Maintaining cost factor
There is always a tug of war between certain aspects of production: the engineers want the best, safest product possible, but the R&D costs time and money. This will also reflect in the purchase price and maintenance that the end-user will have to bear. The accounts and sales departments want the best value proposition for the customer and the biggest profits for the shareholders, so there is pressure to adhere to costs while developing new products or tech. It is only through experience and knowing the target audience that we will know what the ideal middle ground is between these two diametrically opposite philosophies.
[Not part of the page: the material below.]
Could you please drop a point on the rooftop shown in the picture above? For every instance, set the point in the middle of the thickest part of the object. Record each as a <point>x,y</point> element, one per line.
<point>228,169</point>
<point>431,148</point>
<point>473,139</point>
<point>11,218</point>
Since there have been many news reports about battery fires in EVs, let us talk about that for a moment. Installing liquid cooling is an obvious solution to keep battery temperatures in check but that will dramatically increase costs and complexity. The Indian two-wheeler market draws in numbers because of the affordability of the two-wheeler – it isn't a lifestyle choice like it is in some developed markets. What, then, is the solution?
Comparing what is happening with EV fires with the Tata Nano is unfair. The Nano, while an engineering marvel, was interpreted incorrectly by the public, and the questions that arose about its safety were the final nail in the coffin of a grossly misunderstood product. This misunderstanding was not limited to the Nano; when Yamaha launched a liquid-cooled high-performance 150cc motorcycle called the YZF-R15 in the Indian market, there was a spate of fires that brought this model into focus. These incidents were unique to the Indian market despite it being a popular model in other SE Asian markets like Indonesia and Thailand, and the culprit was eventually found to be a wiping cloth that users stuffed in the vehicle fairing, thinking that that space was a storage space when in fact it was a channel for hot air that the radiator fan would extract. To this day, you will find the R15 sold with a sticker in that space that advises the buyer against putting anything that will obstruct the airflow there.
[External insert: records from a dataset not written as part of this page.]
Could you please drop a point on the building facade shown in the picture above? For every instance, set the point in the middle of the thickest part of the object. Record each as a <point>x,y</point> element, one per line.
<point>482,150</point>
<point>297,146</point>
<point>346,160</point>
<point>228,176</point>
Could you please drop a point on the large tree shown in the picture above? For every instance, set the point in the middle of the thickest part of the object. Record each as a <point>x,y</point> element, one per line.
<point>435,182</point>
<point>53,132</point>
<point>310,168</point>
It is therefore obvious that some sort of safety standard needs to be put in place for EVs. This will put all players on a level playing field and ensure a safe product for the public. Standardizing batteries will certainly bring down costs while increasing safety, but it will also throttle innovation. And preventing change at this nascent stage of the technology will only end badly – India has the opportunity to be one of the global leaders for two-wheeled EVs at this point, and we should not jeopardize that position as a reaction to the perceived lack of safety in EVs.
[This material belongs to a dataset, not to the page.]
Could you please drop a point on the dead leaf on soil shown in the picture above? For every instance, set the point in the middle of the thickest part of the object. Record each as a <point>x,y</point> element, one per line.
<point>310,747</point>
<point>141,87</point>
The vast majority of the public is aware that EVs are the way forward. There is also a feeling of inevitability because with the cost of fossil fuels and ICE-powered vehicles rising significantly with each passing year, not to mention geopolitical events that affect the cost of fossil fuels, it is only a matter of time until EVs become the default choice for the common man.
Promoting EV adoption
However, the common man also needs to have confidence in new technology if he is to adopt it. Currently, there is resistance because the level of infrastructure needed to run an EV isn't in place yet. This should be solved in the next few years with the help of the government's push for faster EV adoption. At the same time, progress in battery tech should help lower charging times and increase range, which will help increase EV appeal to the on-the-fence buyer. The government needs to build confidence in the EV space not just with incentives for production and purchase, but by also educating and periodically reminding the public about why EVs are the way forward. Without these constant reminders, we risk losing the focus we require from the public for steady or increased adoption of EVs.